With egg freezing, most clinics offer a follow-up appointment or a phone consultation, and they check in after a few days just to check the health—again, I checked. The thing is that the ones who, for sure, get properly looked after are the ones who are doing another cycle, whereas some people are like, “Okay, I’m fine,” and they are not having the follow-up appointment. I think it is on a need basis, so it is not great but it is also not bad.
Thank you. I just want to ask a quick question before we go, because this will be relevant to our future panels. In terms of aftercare, what happens, and what redress do women who have frozen their eggs have, should a clinic go bust or have harmed the embryos in a way that was not agreed upon when they donated or froze their eggs? Are there any protections for people who have frozen their eggs at all?
I am not aware that there has been any situation in the UK when a clinic has gone bust and the patients have all lost their embryos or eggs because—
So Homerton fertility centre didn’t have issues with freezing their eggs and they weren’t banned? Because that is what they said in 2024.
What happened, sorry?
Homerton fertility centre had an issue with not being able to thaw the eggs acceptably, and were therefore—
Of course, sorry. You were talking about going bust, so I was answering that.
Yes, there is an element—
Of course, things can go wrong in the lab. That clinic was closed down until what happened was sorted out by the HFEA.
But also, if they are a commercial clinic, there is a chance that they could go bust, even if they haven’t yet.
Again, it is a very important question. Part of it is in the consent form. You are informed in terms of what can go wrong; this is more like an informed consent issue. Patients—or users; I don’t know—can move their eggs from one clinic to the other, so there is this provision, also overseen by the HFEA, in terms of moving eggs from one clinic to the other. This hasn’t happened, but this could be one potential solution. This might change, but often these clinics are part of groups of clinics, rather than one clinic, so there is maybe some provision whereby, if one goes bust, the eggs can be moved across the same company. It might change, but this is the case at the moment.

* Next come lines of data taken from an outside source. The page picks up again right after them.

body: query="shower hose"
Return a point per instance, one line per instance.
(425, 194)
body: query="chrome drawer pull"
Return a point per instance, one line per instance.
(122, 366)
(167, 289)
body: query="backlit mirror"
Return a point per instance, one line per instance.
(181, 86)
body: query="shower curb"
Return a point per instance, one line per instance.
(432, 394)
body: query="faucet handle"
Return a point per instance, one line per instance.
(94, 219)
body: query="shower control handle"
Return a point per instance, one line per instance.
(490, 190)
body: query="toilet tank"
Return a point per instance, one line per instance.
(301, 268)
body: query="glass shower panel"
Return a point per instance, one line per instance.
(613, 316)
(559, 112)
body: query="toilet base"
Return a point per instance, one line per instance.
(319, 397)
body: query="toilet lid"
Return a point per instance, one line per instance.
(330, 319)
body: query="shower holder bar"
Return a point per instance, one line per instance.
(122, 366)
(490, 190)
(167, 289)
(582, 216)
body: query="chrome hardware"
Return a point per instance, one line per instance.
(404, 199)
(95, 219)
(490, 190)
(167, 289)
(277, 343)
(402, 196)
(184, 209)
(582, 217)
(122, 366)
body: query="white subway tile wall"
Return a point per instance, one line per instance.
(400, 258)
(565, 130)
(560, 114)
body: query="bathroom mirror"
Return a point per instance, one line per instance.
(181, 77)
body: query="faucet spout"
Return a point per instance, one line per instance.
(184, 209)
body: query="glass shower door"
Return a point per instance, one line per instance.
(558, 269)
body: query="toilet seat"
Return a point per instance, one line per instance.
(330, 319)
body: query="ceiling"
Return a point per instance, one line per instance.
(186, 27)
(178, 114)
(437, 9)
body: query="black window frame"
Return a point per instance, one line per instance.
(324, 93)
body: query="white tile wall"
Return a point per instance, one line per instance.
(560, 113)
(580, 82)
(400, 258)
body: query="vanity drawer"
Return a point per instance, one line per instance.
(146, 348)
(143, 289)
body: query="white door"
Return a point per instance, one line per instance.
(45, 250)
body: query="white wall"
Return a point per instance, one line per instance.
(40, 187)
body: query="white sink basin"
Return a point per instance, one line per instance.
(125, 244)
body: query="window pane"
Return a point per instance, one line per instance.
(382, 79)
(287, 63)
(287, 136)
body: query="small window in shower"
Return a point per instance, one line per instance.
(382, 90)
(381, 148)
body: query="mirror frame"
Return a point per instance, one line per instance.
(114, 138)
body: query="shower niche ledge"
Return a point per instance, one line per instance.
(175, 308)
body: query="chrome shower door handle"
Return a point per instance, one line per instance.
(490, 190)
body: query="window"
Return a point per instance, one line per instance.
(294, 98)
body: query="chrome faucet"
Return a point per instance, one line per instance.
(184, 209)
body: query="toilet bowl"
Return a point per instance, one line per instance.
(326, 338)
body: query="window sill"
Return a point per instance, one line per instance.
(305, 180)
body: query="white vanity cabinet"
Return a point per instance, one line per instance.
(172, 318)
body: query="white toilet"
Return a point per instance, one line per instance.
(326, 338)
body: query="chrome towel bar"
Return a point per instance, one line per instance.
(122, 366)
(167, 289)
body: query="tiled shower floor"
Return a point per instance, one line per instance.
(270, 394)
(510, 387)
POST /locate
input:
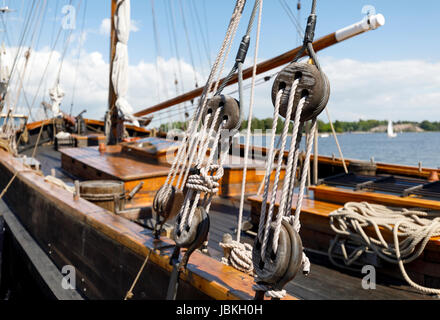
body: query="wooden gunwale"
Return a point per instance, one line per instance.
(316, 232)
(381, 167)
(204, 273)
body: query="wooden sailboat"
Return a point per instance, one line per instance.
(108, 246)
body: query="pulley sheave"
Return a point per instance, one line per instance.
(313, 84)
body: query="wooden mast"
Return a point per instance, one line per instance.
(322, 43)
(114, 137)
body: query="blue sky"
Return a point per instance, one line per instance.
(409, 38)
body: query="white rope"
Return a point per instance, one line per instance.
(192, 141)
(269, 291)
(251, 108)
(237, 255)
(60, 183)
(414, 228)
(277, 175)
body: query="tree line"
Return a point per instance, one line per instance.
(265, 125)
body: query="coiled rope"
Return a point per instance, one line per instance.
(411, 231)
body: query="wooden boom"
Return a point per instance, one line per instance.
(370, 23)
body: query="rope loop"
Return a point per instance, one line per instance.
(411, 230)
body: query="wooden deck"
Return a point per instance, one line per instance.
(317, 234)
(114, 164)
(325, 281)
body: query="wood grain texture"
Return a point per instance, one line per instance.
(106, 249)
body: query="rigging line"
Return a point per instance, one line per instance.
(161, 80)
(38, 25)
(258, 3)
(292, 17)
(54, 21)
(174, 45)
(21, 42)
(81, 42)
(176, 82)
(47, 65)
(66, 45)
(199, 51)
(204, 41)
(19, 84)
(189, 43)
(206, 27)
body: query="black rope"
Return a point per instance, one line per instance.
(309, 37)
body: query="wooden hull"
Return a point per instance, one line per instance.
(106, 250)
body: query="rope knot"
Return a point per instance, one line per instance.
(236, 254)
(269, 291)
(204, 182)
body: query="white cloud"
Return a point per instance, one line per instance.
(396, 90)
(104, 28)
(92, 80)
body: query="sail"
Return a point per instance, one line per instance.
(120, 62)
(56, 95)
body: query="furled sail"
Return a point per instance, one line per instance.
(120, 62)
(56, 95)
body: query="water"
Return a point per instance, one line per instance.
(407, 148)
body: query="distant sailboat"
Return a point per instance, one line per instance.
(390, 130)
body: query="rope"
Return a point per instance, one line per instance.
(60, 183)
(259, 5)
(129, 294)
(237, 255)
(414, 228)
(193, 141)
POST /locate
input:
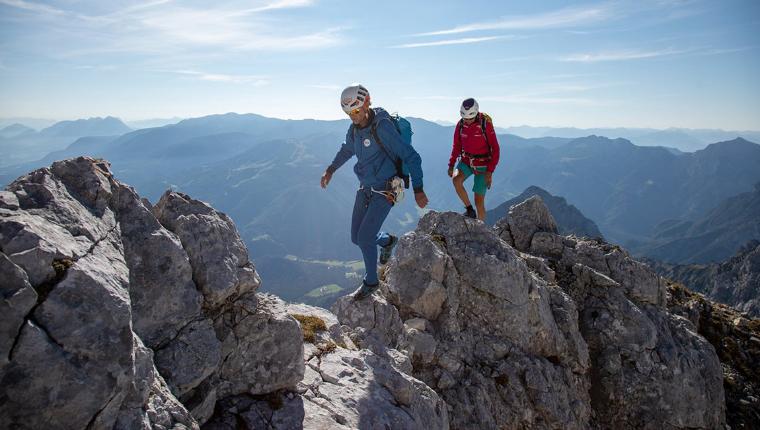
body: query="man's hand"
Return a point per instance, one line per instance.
(421, 199)
(325, 179)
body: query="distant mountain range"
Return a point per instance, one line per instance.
(151, 123)
(15, 130)
(568, 218)
(29, 145)
(712, 238)
(264, 173)
(683, 139)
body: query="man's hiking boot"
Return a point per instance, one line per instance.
(365, 290)
(387, 250)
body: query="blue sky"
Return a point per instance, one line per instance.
(661, 63)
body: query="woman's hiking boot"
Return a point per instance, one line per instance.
(387, 250)
(365, 290)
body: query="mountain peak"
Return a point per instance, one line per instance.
(96, 126)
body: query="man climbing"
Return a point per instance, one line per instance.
(377, 144)
(477, 148)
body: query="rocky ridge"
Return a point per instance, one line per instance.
(155, 311)
(519, 327)
(735, 282)
(116, 314)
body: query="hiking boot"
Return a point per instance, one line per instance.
(387, 250)
(365, 290)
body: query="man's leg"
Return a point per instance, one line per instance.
(361, 203)
(479, 189)
(480, 205)
(367, 235)
(460, 174)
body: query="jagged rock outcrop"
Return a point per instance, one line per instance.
(569, 219)
(344, 387)
(560, 332)
(119, 315)
(735, 282)
(737, 341)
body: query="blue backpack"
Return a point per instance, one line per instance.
(404, 128)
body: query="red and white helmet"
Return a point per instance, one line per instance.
(469, 109)
(353, 97)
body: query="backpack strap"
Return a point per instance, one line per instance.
(396, 161)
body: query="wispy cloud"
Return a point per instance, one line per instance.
(329, 87)
(461, 41)
(622, 55)
(567, 17)
(281, 4)
(165, 27)
(254, 80)
(33, 7)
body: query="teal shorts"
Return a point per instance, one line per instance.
(479, 187)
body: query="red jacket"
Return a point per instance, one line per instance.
(473, 142)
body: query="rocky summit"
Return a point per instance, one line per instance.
(120, 314)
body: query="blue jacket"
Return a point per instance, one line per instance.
(373, 167)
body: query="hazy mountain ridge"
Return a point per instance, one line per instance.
(683, 139)
(570, 221)
(28, 147)
(15, 130)
(264, 172)
(132, 315)
(735, 282)
(714, 237)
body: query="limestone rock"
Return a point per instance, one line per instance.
(249, 329)
(164, 296)
(572, 335)
(103, 323)
(528, 218)
(221, 268)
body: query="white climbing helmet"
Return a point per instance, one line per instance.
(353, 97)
(469, 108)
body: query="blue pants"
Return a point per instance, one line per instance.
(370, 211)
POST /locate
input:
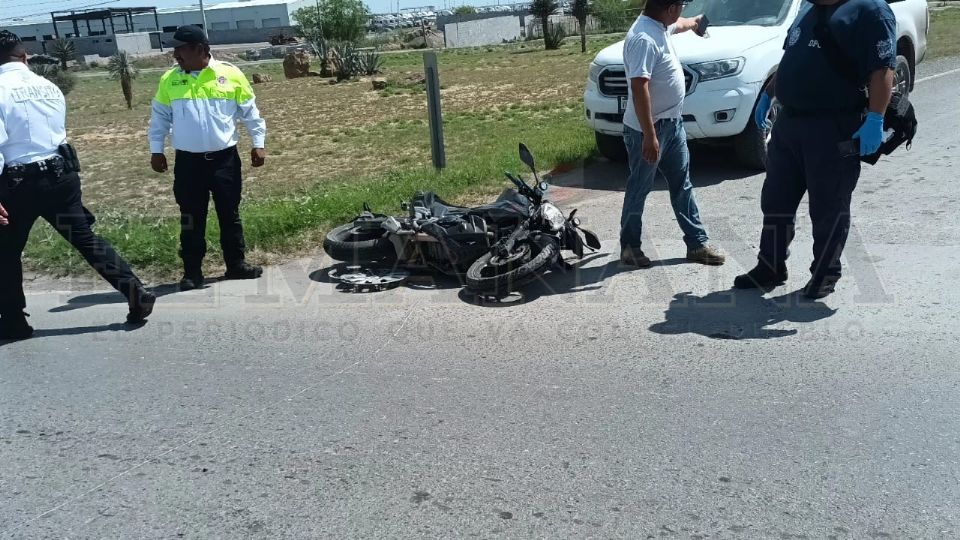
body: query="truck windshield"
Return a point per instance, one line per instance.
(740, 12)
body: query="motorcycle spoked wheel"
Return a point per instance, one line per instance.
(495, 276)
(350, 243)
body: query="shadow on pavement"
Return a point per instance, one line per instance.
(80, 330)
(113, 297)
(738, 314)
(709, 166)
(578, 278)
(417, 280)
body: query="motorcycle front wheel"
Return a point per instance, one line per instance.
(500, 276)
(350, 243)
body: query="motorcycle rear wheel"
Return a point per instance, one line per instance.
(490, 275)
(350, 243)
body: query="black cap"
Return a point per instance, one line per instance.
(186, 35)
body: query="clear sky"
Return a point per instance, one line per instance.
(39, 8)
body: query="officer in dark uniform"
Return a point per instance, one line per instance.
(824, 105)
(39, 179)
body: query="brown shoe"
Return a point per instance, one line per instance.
(635, 257)
(706, 255)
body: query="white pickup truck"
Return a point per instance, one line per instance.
(726, 71)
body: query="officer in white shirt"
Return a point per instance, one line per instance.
(199, 104)
(40, 179)
(653, 131)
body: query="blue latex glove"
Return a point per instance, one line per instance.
(763, 109)
(870, 134)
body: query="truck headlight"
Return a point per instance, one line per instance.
(719, 69)
(595, 70)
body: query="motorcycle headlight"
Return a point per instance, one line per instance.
(719, 69)
(595, 70)
(553, 217)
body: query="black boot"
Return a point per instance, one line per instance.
(13, 326)
(141, 305)
(761, 277)
(243, 270)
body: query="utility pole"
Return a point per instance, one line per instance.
(203, 16)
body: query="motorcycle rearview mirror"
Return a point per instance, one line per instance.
(527, 158)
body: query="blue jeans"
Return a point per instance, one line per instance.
(674, 165)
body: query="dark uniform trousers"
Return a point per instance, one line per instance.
(55, 198)
(803, 157)
(196, 176)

It is a good question. I am not sure, and I don’t want to guess, but I would imagine the HFEA would insist that every clinic has some provision that they have to have a plan in place, if they were going out of business, for what they do with those patients’ embryos. Obviously, if that clinic is closing down, which it can do, it would have to have a provision in place, before it completely shuts, for all of the embryos to have been moved to where the patients want. I’m not sure of the exact details, but I am very confident that that is already in place.
Thank you very much. I know that this is going to be a really interesting inquiry. You have given us plenty to get stuck into, so thank you very much. That brings this session to a close.